The most popular type of meat by far in Japan is pork. Nearly as much pork is consumed as chicken and beef combined. It is particularly popular in Okinawa, Kyushu, and the Kanto area. My mother was born in Saitama Prefecture in the 1940s, and she doesn't remember eating beef except as a very special treat while she was growing up; she didn't eat even the humble gyūdon (beef on rice) on a regular basis until she moved to Tokyo as an adult. Pork was the meat that appeared regularly on the dinner table.

If there is one dish that managed to spread the popularity of pork more than any other, it's tonkatsu — a breaded and deep-fried pork cutlet or filet, akin to European dishes such as the schnitzel. The name itself combines the Japanese word for pig — ton — with a shortened version of the English word "cutlet" (via the Japanese pronunciation). While katsuretsu, breaded cutlets fried in butter, appeared in an 1895 cookbook, the cooking method was soon changed to involve deep-frying in vegetable oil, which was considered more efficient and economical and better suited to Japanese tastes.

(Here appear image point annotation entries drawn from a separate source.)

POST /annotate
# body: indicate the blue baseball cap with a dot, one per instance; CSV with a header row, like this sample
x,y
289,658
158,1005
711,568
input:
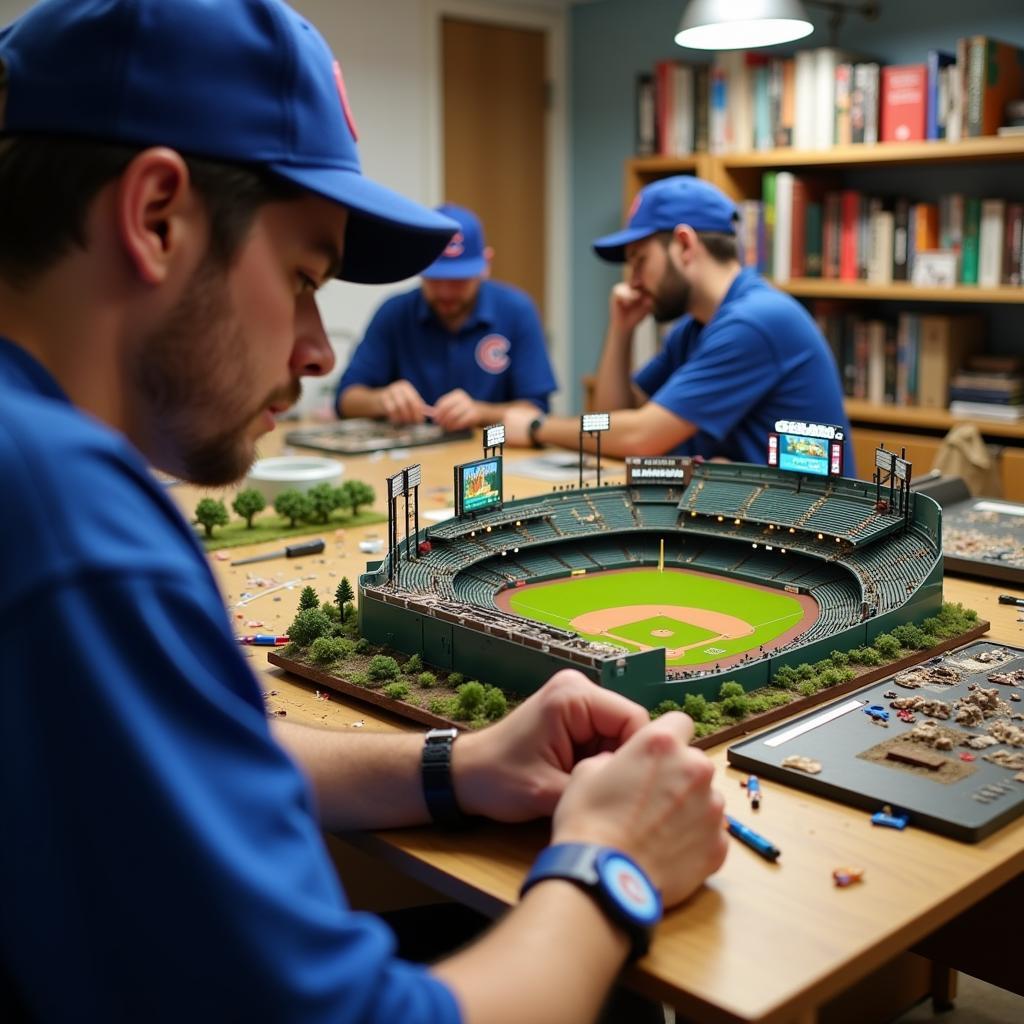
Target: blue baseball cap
x,y
240,81
463,256
666,203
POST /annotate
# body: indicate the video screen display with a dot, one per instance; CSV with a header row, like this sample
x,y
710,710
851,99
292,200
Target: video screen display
x,y
480,485
803,455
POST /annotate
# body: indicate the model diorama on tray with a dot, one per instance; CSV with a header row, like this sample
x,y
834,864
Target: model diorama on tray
x,y
941,744
726,589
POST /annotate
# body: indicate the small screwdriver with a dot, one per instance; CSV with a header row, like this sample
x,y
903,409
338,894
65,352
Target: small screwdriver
x,y
292,551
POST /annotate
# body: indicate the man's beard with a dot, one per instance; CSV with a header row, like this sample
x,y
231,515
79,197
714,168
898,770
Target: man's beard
x,y
673,297
190,380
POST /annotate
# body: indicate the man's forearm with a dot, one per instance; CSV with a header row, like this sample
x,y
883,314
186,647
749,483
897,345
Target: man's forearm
x,y
366,781
612,388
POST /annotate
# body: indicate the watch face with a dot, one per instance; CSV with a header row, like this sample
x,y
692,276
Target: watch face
x,y
630,888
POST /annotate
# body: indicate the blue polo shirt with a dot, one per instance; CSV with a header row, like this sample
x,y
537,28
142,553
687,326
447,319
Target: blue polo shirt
x,y
162,854
760,358
498,355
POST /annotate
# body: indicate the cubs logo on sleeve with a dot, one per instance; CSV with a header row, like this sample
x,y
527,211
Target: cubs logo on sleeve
x,y
493,353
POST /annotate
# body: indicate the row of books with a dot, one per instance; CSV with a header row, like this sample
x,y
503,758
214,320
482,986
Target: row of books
x,y
822,97
907,360
801,229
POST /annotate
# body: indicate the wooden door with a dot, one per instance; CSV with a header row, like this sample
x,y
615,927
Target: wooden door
x,y
495,95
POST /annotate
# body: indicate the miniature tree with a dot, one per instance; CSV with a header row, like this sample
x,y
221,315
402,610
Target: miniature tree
x,y
382,667
343,596
307,626
354,494
249,503
293,505
211,512
323,501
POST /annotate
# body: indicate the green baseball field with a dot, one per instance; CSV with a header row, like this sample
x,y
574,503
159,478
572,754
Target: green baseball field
x,y
696,617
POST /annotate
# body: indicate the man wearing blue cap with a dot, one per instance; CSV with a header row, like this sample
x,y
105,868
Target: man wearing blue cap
x,y
742,355
460,349
176,180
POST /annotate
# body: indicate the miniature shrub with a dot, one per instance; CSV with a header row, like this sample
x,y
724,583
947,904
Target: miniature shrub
x,y
382,667
695,705
664,708
888,645
736,705
324,650
470,698
307,626
495,704
445,707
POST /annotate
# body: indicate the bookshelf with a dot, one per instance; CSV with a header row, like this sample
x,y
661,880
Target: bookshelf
x,y
739,174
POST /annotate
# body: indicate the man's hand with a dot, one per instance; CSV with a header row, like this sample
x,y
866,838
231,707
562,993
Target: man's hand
x,y
627,307
517,420
651,799
400,402
518,769
456,411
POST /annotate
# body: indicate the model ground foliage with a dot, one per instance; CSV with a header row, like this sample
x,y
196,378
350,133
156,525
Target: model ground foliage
x,y
322,636
293,514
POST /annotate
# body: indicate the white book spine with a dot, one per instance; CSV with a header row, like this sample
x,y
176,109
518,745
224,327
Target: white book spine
x,y
993,212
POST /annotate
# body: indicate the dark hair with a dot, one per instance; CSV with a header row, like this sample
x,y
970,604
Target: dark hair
x,y
47,184
721,247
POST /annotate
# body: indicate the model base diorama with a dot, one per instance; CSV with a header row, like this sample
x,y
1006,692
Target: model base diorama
x,y
941,744
729,590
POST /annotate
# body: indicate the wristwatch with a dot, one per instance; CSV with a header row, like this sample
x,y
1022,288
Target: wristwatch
x,y
615,881
436,773
531,430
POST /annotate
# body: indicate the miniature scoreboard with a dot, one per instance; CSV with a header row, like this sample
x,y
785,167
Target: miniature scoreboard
x,y
941,742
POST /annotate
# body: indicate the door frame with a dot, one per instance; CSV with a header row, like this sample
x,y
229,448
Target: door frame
x,y
556,287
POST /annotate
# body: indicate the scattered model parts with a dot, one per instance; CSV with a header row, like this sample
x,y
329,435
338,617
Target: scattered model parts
x,y
844,877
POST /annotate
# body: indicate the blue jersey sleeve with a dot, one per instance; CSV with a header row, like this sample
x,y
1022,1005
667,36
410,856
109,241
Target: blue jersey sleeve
x,y
532,377
160,835
375,363
730,372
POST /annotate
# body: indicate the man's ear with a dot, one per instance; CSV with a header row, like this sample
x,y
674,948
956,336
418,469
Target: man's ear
x,y
156,208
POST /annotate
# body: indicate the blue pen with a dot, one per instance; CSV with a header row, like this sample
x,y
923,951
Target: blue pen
x,y
750,838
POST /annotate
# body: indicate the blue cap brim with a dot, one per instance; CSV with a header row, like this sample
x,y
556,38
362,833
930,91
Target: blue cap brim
x,y
456,269
612,247
389,238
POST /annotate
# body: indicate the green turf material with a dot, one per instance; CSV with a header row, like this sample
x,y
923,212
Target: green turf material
x,y
770,612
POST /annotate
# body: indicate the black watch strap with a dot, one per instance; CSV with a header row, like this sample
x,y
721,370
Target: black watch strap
x,y
436,773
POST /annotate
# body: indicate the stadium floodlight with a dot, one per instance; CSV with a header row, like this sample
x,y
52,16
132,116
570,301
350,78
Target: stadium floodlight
x,y
494,436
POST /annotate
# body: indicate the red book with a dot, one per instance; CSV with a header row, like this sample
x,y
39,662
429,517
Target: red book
x,y
904,107
849,235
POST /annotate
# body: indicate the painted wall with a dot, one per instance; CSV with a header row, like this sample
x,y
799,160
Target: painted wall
x,y
611,41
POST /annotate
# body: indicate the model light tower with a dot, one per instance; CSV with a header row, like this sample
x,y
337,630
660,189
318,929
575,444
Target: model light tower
x,y
594,424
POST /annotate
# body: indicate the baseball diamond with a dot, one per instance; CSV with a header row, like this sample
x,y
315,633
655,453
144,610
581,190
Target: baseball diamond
x,y
697,619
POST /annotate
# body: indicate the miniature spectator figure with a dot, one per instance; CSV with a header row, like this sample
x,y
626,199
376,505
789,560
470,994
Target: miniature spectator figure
x,y
176,182
460,349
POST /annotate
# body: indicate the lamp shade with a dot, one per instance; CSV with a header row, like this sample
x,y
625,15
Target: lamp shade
x,y
741,25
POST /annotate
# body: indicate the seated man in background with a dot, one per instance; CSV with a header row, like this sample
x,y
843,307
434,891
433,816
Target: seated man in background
x,y
742,356
460,349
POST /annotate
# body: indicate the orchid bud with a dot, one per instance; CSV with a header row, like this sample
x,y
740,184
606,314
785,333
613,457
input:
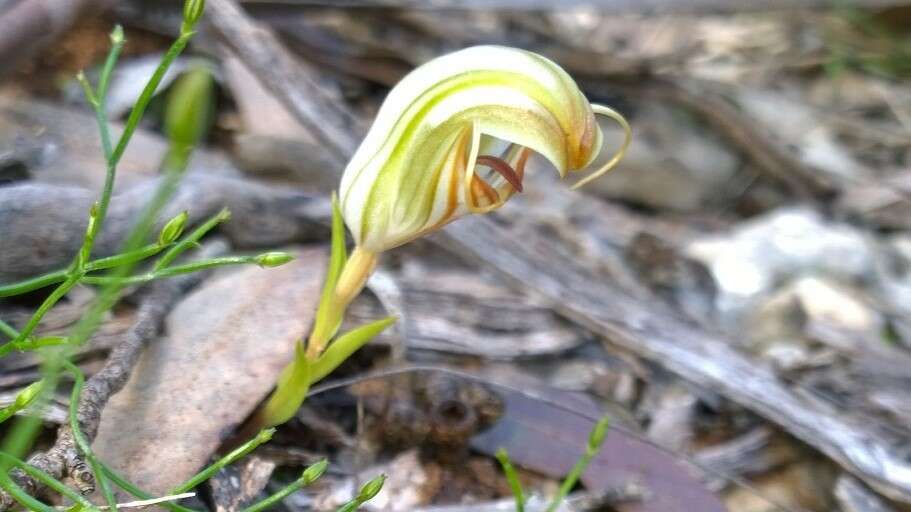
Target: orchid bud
x,y
431,154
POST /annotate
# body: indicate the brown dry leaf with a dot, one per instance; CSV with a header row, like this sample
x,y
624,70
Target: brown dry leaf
x,y
545,439
226,344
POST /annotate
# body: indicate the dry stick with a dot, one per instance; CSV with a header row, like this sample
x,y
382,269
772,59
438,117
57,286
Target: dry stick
x,y
155,305
647,329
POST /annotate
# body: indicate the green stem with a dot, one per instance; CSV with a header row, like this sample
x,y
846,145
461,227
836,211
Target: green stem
x,y
8,330
595,440
46,306
512,477
171,271
286,491
32,344
21,496
260,438
191,240
39,282
146,96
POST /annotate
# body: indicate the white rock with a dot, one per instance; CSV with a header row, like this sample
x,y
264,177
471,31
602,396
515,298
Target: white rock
x,y
778,246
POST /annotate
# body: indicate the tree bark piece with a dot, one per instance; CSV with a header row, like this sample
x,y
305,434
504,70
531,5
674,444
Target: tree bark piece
x,y
64,457
226,344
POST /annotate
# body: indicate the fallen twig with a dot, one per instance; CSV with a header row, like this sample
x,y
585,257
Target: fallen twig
x,y
63,458
145,503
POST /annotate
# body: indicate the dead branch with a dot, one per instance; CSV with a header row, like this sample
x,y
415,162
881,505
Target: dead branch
x,y
64,458
263,216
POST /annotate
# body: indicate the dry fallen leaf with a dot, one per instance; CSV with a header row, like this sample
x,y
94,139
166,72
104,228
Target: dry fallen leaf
x,y
225,345
545,439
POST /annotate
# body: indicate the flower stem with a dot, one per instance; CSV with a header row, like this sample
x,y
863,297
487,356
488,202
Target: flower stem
x,y
354,276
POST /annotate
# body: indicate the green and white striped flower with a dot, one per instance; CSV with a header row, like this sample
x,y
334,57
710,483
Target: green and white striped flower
x,y
425,160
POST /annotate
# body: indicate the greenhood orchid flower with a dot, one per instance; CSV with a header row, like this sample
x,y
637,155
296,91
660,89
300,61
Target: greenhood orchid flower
x,y
420,165
452,138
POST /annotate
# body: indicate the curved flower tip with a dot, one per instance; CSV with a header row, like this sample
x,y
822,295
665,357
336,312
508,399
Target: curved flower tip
x,y
453,137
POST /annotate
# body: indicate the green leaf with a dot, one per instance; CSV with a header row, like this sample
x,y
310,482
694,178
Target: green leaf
x,y
346,345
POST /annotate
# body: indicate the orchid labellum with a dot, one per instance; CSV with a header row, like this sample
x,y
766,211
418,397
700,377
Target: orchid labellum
x,y
426,160
452,138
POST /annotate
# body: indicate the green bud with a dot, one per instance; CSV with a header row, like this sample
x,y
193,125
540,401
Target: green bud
x,y
173,229
598,433
117,35
28,394
314,471
190,105
192,11
371,489
264,435
273,259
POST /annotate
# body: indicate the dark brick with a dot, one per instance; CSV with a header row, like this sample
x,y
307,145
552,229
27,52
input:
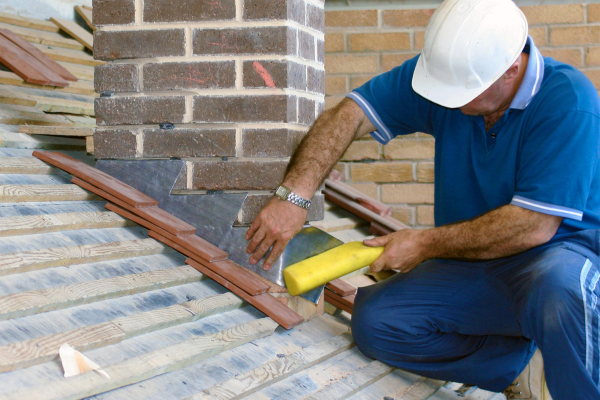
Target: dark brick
x,y
189,75
270,142
238,175
315,17
164,143
306,111
274,10
113,12
260,40
116,78
188,10
119,143
307,45
272,73
113,45
139,110
267,108
315,80
255,202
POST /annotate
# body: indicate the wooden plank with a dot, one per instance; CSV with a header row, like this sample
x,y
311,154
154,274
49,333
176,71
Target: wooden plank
x,y
77,32
148,365
25,165
22,193
56,131
349,385
45,223
14,263
40,56
275,370
227,269
264,302
41,37
341,287
21,304
80,87
194,243
86,15
42,349
97,178
27,22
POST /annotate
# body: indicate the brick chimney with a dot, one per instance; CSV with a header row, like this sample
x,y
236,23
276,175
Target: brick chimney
x,y
241,81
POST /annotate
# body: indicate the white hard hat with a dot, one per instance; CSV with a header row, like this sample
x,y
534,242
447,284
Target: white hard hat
x,y
469,44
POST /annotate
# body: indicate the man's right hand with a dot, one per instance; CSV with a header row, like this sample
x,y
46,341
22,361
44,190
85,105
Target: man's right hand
x,y
275,226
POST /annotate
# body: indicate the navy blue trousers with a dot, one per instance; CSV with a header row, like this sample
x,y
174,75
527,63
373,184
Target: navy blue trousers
x,y
480,322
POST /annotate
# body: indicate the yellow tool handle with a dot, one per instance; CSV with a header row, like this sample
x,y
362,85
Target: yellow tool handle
x,y
329,265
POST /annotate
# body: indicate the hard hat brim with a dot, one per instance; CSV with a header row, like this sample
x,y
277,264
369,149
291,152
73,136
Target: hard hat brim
x,y
442,93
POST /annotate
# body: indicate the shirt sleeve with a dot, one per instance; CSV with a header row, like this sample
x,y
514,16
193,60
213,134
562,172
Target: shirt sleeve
x,y
557,164
392,105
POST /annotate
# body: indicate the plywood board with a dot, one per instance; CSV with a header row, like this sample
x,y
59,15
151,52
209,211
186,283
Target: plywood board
x,y
77,32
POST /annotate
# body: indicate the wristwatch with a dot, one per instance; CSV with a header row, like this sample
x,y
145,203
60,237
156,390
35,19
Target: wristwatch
x,y
285,193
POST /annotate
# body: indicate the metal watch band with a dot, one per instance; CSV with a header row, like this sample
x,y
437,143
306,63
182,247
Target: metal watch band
x,y
299,201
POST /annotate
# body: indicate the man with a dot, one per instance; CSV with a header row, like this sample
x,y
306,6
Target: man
x,y
513,261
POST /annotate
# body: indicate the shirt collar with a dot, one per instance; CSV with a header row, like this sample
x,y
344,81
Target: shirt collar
x,y
534,74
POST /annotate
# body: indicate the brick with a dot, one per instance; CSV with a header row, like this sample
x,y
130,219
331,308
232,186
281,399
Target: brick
x,y
350,64
113,12
188,10
401,148
267,108
270,142
113,45
381,172
315,80
116,78
409,193
554,14
379,41
538,35
238,175
358,81
592,56
347,19
274,73
269,10
574,35
335,85
403,214
254,203
256,40
334,42
389,61
594,76
361,150
569,56
425,215
306,111
165,143
119,143
139,110
306,45
315,17
407,18
593,12
425,172
189,75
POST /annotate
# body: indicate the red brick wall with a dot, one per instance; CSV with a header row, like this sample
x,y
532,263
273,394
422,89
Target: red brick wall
x,y
360,44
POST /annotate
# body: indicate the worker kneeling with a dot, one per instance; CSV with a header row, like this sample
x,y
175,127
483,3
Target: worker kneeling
x,y
512,264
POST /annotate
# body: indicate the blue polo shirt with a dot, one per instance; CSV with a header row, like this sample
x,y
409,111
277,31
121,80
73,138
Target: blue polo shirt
x,y
541,155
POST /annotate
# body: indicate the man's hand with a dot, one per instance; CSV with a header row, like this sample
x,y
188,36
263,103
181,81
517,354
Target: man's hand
x,y
404,250
275,226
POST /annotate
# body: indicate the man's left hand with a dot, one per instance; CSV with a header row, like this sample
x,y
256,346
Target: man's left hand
x,y
404,250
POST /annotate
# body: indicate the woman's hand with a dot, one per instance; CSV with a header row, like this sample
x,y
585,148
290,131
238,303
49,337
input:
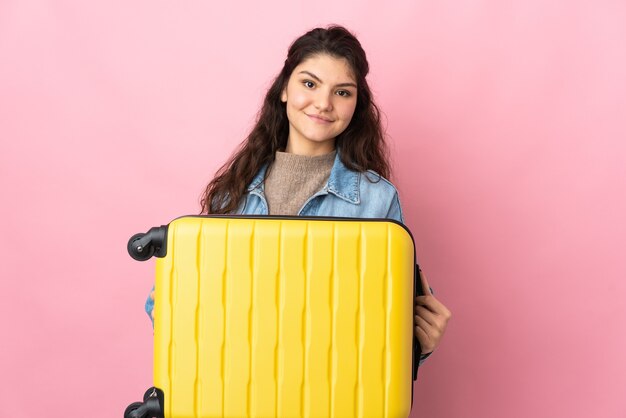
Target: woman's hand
x,y
431,319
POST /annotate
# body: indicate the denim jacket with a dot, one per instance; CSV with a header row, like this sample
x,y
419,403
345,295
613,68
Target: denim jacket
x,y
347,193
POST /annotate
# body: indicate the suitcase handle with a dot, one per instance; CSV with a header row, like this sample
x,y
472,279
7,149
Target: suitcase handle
x,y
143,246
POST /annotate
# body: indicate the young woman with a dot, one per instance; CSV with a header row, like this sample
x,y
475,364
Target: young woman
x,y
318,149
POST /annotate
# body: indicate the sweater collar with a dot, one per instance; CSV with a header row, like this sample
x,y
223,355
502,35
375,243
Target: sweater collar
x,y
342,182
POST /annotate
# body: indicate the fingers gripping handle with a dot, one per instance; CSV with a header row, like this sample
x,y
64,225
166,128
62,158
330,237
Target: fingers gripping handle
x,y
417,349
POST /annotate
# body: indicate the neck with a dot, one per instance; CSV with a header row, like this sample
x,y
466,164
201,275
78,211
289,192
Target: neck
x,y
311,150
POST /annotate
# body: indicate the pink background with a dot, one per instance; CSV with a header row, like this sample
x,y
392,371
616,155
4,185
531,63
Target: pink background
x,y
508,125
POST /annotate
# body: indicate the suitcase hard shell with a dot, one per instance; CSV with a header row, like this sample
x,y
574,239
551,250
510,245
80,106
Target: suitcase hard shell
x,y
284,317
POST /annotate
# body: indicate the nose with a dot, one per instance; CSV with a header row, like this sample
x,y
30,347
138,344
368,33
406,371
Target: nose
x,y
323,101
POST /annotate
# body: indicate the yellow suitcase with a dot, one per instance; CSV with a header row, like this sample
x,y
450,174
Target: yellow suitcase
x,y
281,317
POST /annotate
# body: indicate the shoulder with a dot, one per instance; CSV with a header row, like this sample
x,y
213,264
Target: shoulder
x,y
379,197
372,182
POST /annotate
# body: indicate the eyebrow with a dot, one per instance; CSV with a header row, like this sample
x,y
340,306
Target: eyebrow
x,y
318,79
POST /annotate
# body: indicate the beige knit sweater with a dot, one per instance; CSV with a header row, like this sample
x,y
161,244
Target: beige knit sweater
x,y
293,179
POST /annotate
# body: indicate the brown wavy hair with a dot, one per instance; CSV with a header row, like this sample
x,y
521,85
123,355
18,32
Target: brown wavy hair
x,y
361,146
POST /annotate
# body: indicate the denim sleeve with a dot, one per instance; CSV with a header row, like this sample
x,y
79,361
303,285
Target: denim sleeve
x,y
395,209
150,306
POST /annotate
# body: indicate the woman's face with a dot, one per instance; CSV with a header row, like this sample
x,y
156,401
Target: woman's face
x,y
320,98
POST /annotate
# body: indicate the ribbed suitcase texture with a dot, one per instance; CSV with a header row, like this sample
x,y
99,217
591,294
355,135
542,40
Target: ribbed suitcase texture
x,y
271,317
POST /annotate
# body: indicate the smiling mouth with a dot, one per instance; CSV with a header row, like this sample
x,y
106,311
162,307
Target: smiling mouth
x,y
319,119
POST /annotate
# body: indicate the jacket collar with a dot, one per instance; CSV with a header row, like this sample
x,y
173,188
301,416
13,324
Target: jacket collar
x,y
342,182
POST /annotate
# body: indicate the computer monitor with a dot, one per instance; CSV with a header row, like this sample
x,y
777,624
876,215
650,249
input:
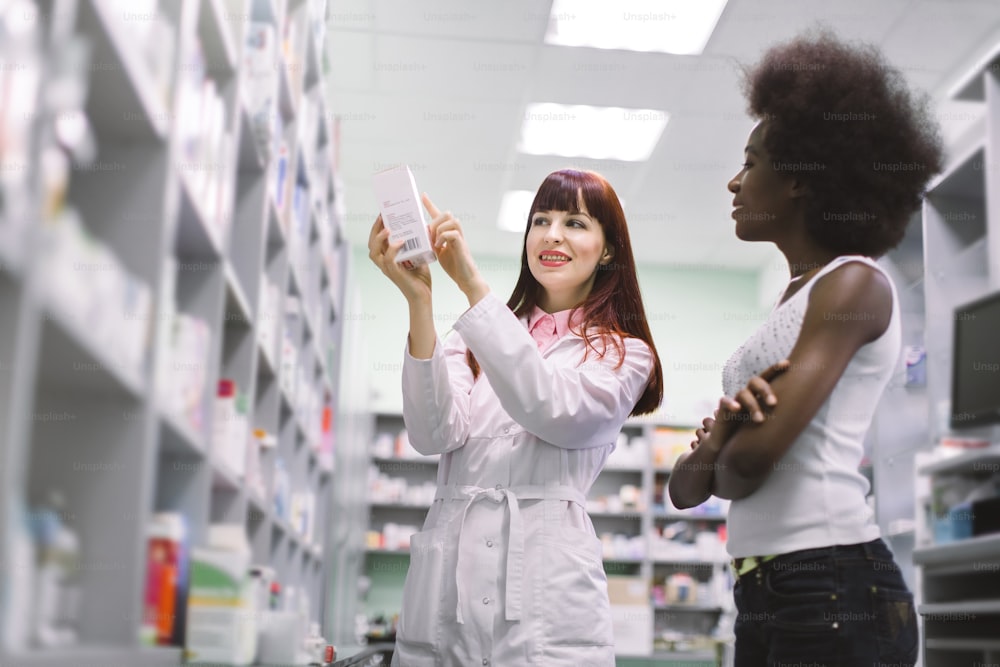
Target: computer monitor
x,y
975,381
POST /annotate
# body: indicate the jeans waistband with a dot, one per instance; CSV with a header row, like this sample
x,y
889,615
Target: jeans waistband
x,y
868,550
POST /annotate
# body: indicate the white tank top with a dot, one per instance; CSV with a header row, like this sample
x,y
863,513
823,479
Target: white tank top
x,y
814,496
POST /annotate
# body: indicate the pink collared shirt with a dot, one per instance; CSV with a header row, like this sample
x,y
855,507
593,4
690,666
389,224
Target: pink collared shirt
x,y
547,328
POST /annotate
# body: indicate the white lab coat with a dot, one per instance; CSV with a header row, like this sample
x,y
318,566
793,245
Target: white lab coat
x,y
507,570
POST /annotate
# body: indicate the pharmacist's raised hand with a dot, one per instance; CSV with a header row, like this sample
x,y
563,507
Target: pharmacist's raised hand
x,y
451,249
414,283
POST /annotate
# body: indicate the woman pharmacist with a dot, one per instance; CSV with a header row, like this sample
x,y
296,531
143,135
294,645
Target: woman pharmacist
x,y
524,402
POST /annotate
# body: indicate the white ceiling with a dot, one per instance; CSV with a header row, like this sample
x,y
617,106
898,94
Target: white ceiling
x,y
442,85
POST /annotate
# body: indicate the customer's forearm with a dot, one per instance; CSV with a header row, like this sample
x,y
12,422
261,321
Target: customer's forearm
x,y
693,476
423,336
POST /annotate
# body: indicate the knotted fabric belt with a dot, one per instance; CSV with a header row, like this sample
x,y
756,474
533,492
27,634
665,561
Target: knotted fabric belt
x,y
515,541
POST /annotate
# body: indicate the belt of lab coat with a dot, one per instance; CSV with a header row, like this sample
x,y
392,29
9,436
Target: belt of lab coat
x,y
515,542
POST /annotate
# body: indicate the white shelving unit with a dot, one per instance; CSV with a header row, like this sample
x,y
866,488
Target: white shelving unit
x,y
386,565
79,413
959,582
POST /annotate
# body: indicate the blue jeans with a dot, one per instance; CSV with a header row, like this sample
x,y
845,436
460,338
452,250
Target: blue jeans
x,y
839,606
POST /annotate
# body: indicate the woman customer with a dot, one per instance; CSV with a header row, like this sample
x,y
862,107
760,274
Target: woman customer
x,y
833,171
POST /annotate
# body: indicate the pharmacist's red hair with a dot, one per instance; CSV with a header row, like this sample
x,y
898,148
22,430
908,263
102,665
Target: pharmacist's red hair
x,y
613,310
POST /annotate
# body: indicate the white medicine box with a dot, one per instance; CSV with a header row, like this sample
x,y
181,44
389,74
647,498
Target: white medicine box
x,y
402,214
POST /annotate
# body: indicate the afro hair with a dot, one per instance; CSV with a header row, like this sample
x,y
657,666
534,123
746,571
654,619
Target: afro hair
x,y
844,122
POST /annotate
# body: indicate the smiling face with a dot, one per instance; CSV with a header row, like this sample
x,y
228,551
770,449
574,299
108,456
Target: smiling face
x,y
763,198
564,249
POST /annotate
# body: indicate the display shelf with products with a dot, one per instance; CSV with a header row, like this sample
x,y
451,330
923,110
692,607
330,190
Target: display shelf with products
x,y
141,381
956,532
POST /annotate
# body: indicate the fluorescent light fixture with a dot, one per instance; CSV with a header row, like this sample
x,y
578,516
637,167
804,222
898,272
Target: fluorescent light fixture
x,y
599,133
666,26
514,209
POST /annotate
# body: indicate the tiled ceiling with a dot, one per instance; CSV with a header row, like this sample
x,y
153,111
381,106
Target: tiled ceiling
x,y
442,85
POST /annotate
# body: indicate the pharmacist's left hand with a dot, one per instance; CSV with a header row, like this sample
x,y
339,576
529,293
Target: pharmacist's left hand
x,y
449,245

Unlike curry rice and other yōshoku or Western-influenced Japanese dishes that evolved during the late 19th to mid 20th century, tonkatsu was embraced by more traditionally Japanese eateries such as soba restaurants, which were losing business to newfangled European-style restaurants. They saw tonkatsu as something they could make cheaply and easily that was substantial and filling. Several dedicated tonkatsu restaurants cropped up around the 1920s to '40s, with even more opening in the '50s and '60s, after World War II — the big boom period for tonkatsu. Several still thrive, such as Ginza Bairin (established in 1927, and now with branches in Hong Kong, Singapore and Hawaii) and Maisen in Aoyama (founded in 1965 by one woman, and now one of the largest sellers of ready-made tonkatsu products nationwide).